I was emailing Jacob's and Sawyer's mommies on Tuesday night sending them my warm thoughts and love before heading to bed and shared my motto for your special day.
EAT.PRAY.LOVE
Eat tons and tons of chocolate
Pray to you in Heaven
and send you all the Love I have for you throughout the day.

I wore your pin yesterday and touched it often. Every time I touched it I sent you my love and smiled. The two of you have touched so many lives, and although I would rather have you here in my arms, I am grateful to have been able to turn the tragedy of losing you into so many wonderful things. Thank you, babies.

I wanted to have a fun day with your brothers yesterday. I know you wouldn't have wanted me to mope around. And if there is one thing about grief that I can count on is that the build-up to milestones is always alot harder than the actual day. Yesterday was good. I woke to many warm wishes from the friends in my life. (Thank you, all of you)

Colton, Ethan, and I decided to make paper snowflakes for the house after spending the morning cuddled under blankets watching Blues Clues on Netflix. Snow reminds me of you and it would really be a fun way to spend the morning. Nothing like pieces of paper and glitter to bring out the smiles. And it was really Ethan's first time using scissors. He is my lefty.

Colton begged and begged to let me let him to put the glitter on his snowflakes. I finally caved. And check out what Ethan is up to behind him.

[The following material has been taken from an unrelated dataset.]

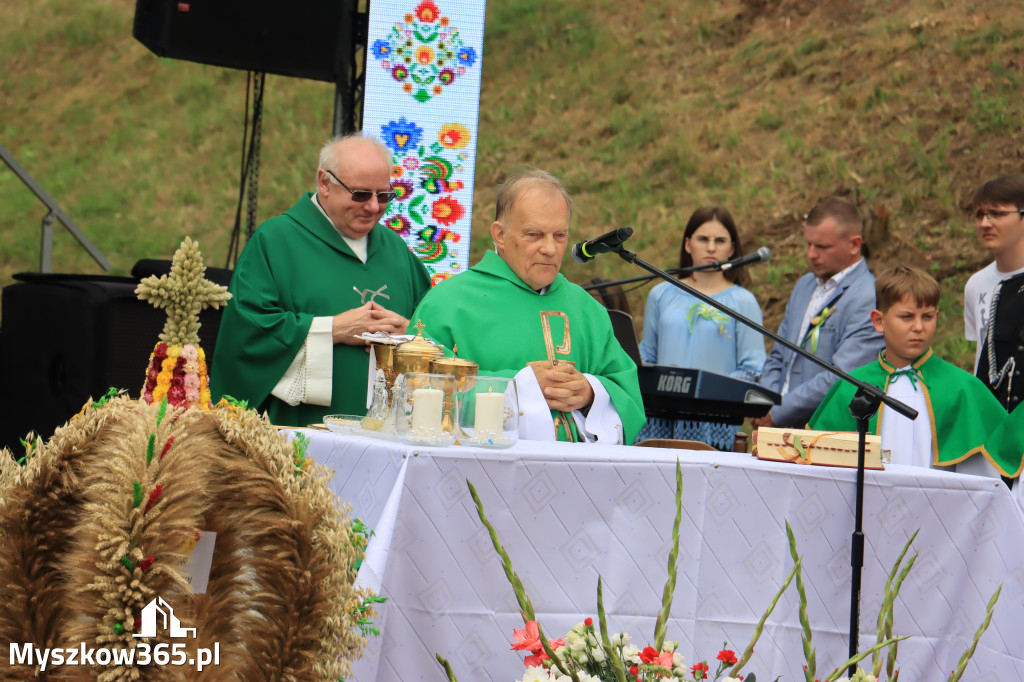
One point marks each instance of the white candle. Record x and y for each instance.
(489, 414)
(427, 409)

Oh, that boy is tons of fun!

Here is the finished product. Of course, I forgot that stick glue doesn't hold glitter well, so now there are piles of glitter behind the tv.


Yesterday evening was Life Fellowships annual Ladies Christmas Tea. It was this event last year that brought me to this amazing church. And for the event to be held on your 6 month birthday, well pretty sure it was where I needed to be. I was surrounded by women who love and care for me, and I felt close to the two of you.

So, here's the EATing part of my day. And I went back for seconds and half a thirds. The food was great, the fellowship was wonderful. I am so happy that I was able to make it. I honestly don't know where I would be without my Life Fellowship family.

We also made corn bags.
And the church bought me some flowers. They are beautiful and I am thankful. (Kristan, does the angle work for you?)

All in all, the day was really great. I thought about you often. And I miss you all the time. But I know that you are well in Heaven and watching down on us.